So the truth is, I never meant to fall in love. Not in
happily-ever-after-till-death-do-us-part love, anyway. I had this idea, at the
ripe old age of 18, that a woman didn’t need marriage… didn’t need a man… didn’t
need any relationship that might stand in the way of a career and an exciting,
fun-filled live of travel and accomplishment. It’s funny how I still believe
that, yet I’m glad I found mine. Whatever the hurdles, the trial and error, the
ups and downs, I would spend the last 23 years the very same way if given the
chance.
I didn’t think of him as “the one” for several years.
Certainly not the summer we met. He was fun. He was new and exciting. With him,
I had a voice I was not accustomed to using, except perhaps at the tail end of
parties, when I was past drunk and still upright and the mood of adolescent
debauchery had turned philosophical. We talked about things; ideas that were
deep and wide and it was nice that it didn’t require an abundance of alcohol to
get myself to speak my thoughts out loud as words.
I liked that about him.
Being with him was a little bit like doing drugs… all of the
buzz, none of the day-after hangover.
I didn’t think of him as “the one” those first few years…
weekend drives between two colleges, countless letters written on spiral
notebook paper, our first apartment together in Lawrence… somewhere along the
line we decided to get married. I loved him. At least per my limited
understanding of love at the time. It seemed the practical thing to do, get
married. It assured our future together in some very real and tangible ways and
that somehow frightened me less than the idea of us growing in different
directions and eventually apart. We were moving forward, most definitely, as a
couple, rather than as two individuals who just happened to enjoy spending time
together.
I’m not even sure I thought of him as “the one” when we got
married on December 29, 1990. It was the coldest day in Dodge City, Kansas in
something like 50 years. I don’t remember much about the cold. Only that it is
the first thing people talked about for many years when they talked about our
wedding. Several family members did not make it to the event. It was that kind
of cold; the kind of where cars wouldn’t start and people were afraid of being
stranded, even for short road trips, because of the deepness of the chill.
The sky is blue in our wedding photographs. The ground is
white, but not freshly so. The oreos were stuck to the windshield of our car so
solidly that they required multiple blasts from a carwash hose on the way to
Wichita to clear the window enough that we could see. We added ice, but at
least we had visibility.
The whole experience of meeting him and falling in love and getting
married a short two and a half years later still feels like something of an
out-of-body experience for me. The wedding, especially; I was never a
center-stage kind of girl. I never dreamed of tiaras and princess gowns and
spotlights. I was still operating under the assumption that I should do what
was expected of me. I grew past that, eventually. We both did. And I have to
give him at least half the credit for what we’ve become.

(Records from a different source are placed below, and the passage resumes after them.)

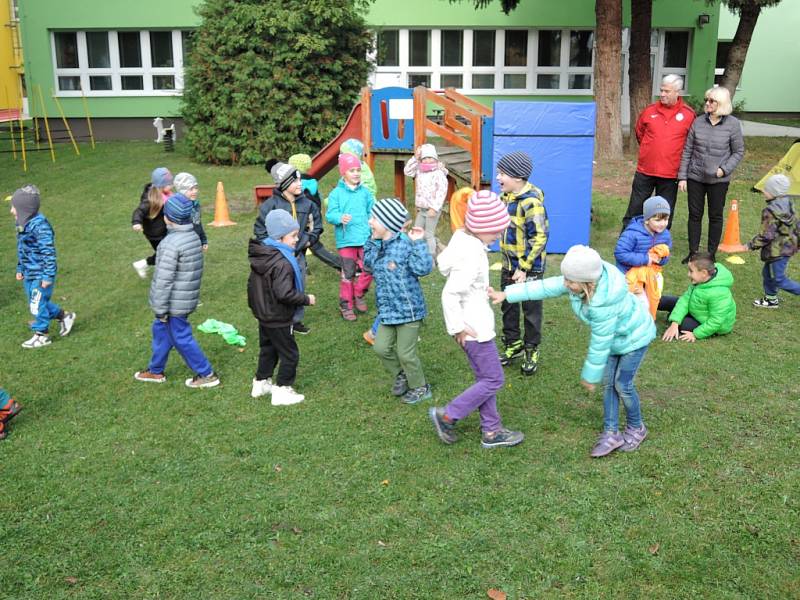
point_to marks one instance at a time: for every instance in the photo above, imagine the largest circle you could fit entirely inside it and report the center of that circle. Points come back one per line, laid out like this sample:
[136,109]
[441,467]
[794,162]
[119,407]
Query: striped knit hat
[178,209]
[517,165]
[486,213]
[390,213]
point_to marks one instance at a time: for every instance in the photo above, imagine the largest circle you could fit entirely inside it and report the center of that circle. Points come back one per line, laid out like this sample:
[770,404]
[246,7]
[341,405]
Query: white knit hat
[582,264]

Authentic. Real. Both perfect and imperfect in our
made-for-each-other ways. Yin and yang in some respects; oil and water in
others.
Ultimately, we have both grown stronger in our visions of
ourselves, both individually and together, and after 23 years the fact that we
are still speaking—still each other’s first choice for company and
entertainment— would seem to be a good sign.
Sometimes, looking back on my life with him, it feels more
like we blundered into a relationship and were just lucky it turned out to be a
good thing. We grew up together, in many ways. We had disagreements. We made
some mistakes. Hell, we are likely still making new ones.
More often I think of it in terms of what we deserve,
because we worked for it. Some days it came easy; some days it felt like a
never-ending chore, this act of living together in happiness and harmony.
Somewhere along the line—likely years after marrying him,
believe it or not—I decided he was “the one” and I guess he must have made that
decision, too. Perhaps earlier than me. I really couldn’t say for sure. But the
commitment that feels real and binding was made long after the
out-of-body-experience of the early years of our dating and eventual marriage
had taken place. My memories of us as a couple at some point grow more solid.
The fairy tale divisions that made up my understanding of a modern woman versus
my mother’s generation had blurred by then and I understood that we were building our own life to be what
we wanted it to be.
I was never one to dwell on doubts, but was always well aware
that I had choices. And the fact was that I kept choosing him, over and over
again. One might think that after 23 years it’s simply habit. But I think it is
not. It remains a choice. And I pick him again, to be “the one”… and only.
Let’s see where the next 23 years takes us, Bubs.